Tatum Delira, an eighth-grader in art teacher Katie Jorgensen’s family, said it’s been a blast getting to know the younger students in her pack. Her friend and classmate Olivia Armstong, who’s in 6th-grade teacher Sarah Rosno’s family, agreed.

“It’s fun getting to know them and building relationships,” said Armstrong. “They’ve come out of their shells as the year’s gone on.”

Wilson gets to watch it happen from a courtside seat. 

“Oh, it’s awesome,” he said. “It allows our younger students to collaborate and work with our older students. We see it in the hallways all the time. They’re developing relationships that I don’t think they would’ve had before.”

The program has been a smashing success already–the teachers confirmed that with rave reviews at a staff meeting shortly before Christmas–but it’s the future that really excites Rowse.

“I can’t wait to see what it looks like in several more years, once the high schoolers speaking at these assemblies have gone through it and experienced it,” he said. “I can see them introducing themselves and then saying ‘I was in the Wilson family,’ and having everyone cheer. When that happens, that’ll be kind of the signature moment where it all comes full circle.”

At that meeting before the holiday break, Rowse said the teachers took on even more ownership of the program. Their two Friday meetings are looser now than they were. It’s your family, Rowse told them. Now, they come up with the team-building activities and the collaborative exercises and he gets a kick out of watching.

“Spending time with our Whippet Families is always fun,” said Delira. “It’s nice that everyone knows each other, and we all get along.”

That kind of camaraderie is what makes Minden Public Schools special, said Wilson. It’s reflective of the entire community.

“Everybody’s here for each other,” said Wilson. “It’s a really good place to be. We all take care of each other, and we’re only getting closer by doing these things.”
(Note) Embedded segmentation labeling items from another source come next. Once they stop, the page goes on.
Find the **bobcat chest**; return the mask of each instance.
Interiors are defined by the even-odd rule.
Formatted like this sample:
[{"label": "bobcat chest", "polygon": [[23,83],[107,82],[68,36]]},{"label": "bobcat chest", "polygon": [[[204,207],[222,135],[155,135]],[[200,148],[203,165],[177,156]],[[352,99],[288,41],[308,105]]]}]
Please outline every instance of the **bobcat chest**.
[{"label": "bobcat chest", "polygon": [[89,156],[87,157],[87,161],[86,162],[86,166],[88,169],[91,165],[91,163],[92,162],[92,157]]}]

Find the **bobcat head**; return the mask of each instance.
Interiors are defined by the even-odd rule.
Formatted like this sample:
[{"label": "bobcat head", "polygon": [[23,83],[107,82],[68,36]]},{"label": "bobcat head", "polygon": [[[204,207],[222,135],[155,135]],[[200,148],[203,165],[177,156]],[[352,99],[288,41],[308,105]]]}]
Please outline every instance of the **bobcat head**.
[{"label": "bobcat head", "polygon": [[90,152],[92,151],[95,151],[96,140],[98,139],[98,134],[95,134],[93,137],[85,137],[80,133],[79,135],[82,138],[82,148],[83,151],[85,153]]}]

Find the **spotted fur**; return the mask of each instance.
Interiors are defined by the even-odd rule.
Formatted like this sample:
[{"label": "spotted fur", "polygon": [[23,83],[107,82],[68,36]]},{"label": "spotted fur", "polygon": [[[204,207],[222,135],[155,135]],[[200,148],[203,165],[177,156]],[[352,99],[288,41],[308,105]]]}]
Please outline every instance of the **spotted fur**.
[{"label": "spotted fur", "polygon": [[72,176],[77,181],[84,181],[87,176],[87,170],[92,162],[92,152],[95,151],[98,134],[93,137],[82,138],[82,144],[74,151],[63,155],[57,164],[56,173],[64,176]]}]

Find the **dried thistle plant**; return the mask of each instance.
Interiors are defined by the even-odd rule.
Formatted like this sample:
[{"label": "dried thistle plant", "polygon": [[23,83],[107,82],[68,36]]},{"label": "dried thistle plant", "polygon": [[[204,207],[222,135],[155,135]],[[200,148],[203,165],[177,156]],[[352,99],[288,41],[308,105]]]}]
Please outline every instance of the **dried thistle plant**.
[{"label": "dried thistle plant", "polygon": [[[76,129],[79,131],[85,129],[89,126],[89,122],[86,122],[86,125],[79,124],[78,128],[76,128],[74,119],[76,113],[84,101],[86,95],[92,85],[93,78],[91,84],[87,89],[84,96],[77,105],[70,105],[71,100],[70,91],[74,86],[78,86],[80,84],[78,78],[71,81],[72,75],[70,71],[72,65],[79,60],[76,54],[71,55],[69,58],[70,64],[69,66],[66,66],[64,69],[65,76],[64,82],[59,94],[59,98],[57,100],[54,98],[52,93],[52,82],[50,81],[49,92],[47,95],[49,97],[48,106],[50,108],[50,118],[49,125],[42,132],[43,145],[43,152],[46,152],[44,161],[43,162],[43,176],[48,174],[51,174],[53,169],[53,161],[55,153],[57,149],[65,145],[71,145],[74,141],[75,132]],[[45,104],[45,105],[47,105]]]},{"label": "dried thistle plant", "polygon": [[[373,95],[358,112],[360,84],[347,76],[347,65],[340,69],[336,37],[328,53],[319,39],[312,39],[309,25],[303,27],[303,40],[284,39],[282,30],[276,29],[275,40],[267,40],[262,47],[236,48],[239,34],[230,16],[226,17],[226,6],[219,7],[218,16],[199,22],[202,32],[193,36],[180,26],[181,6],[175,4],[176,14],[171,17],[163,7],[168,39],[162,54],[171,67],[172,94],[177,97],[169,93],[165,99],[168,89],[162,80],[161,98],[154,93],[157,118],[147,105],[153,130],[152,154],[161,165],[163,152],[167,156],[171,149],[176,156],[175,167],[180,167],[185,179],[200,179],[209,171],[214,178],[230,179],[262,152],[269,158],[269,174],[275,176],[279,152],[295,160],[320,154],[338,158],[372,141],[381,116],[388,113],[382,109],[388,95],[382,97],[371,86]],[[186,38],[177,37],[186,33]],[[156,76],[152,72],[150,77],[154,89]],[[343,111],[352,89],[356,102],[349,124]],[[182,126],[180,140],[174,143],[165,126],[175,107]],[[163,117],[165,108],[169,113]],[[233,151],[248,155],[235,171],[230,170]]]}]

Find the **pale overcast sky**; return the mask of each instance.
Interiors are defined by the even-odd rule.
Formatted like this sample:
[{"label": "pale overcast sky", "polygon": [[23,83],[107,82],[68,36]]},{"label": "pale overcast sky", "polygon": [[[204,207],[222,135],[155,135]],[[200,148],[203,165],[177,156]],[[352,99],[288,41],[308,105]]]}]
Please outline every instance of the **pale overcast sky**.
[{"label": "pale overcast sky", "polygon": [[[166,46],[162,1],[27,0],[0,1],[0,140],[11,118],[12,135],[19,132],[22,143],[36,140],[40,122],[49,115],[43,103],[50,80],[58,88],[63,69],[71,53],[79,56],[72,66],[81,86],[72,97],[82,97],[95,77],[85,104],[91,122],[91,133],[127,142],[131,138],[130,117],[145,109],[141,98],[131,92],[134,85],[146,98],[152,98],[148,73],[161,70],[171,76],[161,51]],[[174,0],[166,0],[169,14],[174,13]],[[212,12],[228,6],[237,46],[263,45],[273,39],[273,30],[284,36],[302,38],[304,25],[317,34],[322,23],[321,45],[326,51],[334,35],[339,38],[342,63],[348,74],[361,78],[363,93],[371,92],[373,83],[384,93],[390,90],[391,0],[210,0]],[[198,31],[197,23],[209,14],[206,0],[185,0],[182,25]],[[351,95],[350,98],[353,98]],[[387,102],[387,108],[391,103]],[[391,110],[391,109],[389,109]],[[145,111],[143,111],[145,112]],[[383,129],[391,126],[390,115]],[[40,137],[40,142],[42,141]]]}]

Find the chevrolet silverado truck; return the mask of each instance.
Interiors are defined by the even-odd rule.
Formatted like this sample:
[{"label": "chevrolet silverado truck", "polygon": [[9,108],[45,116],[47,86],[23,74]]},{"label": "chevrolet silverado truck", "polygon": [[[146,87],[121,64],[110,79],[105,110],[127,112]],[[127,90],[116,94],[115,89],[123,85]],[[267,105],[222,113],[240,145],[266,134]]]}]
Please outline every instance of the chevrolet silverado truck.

The gymnasium empties quickly as the Friday morning frenzy comes to an end. The half an hour flies by, and by 8:45 the cheers fade to an echo and the kids scatter off to their classrooms, ready to put an exclamation point on another great week at CL Jones Middle School in Minden.

After folding all the tables and stacking all the chairs, Rowse and Jensen return to their offices, where they could sit and rave about their students and their teachers for the rest of the day if you let them.

“The people make this place special,” Rowse said. “It’s truly the people. They’re one-of-a-kind. The staff is amazing, the students are amazing, and the community support is outstanding.”

It’s a candid statement, its validity confirmed by the fourth-grade student walking down the hallway alongside their eight-grade friend. Whippet Pack Families, it seems, capture the very best of everything Minden is about.

“If it’s good for the kids,” said Rowse, “then it’s good for us.”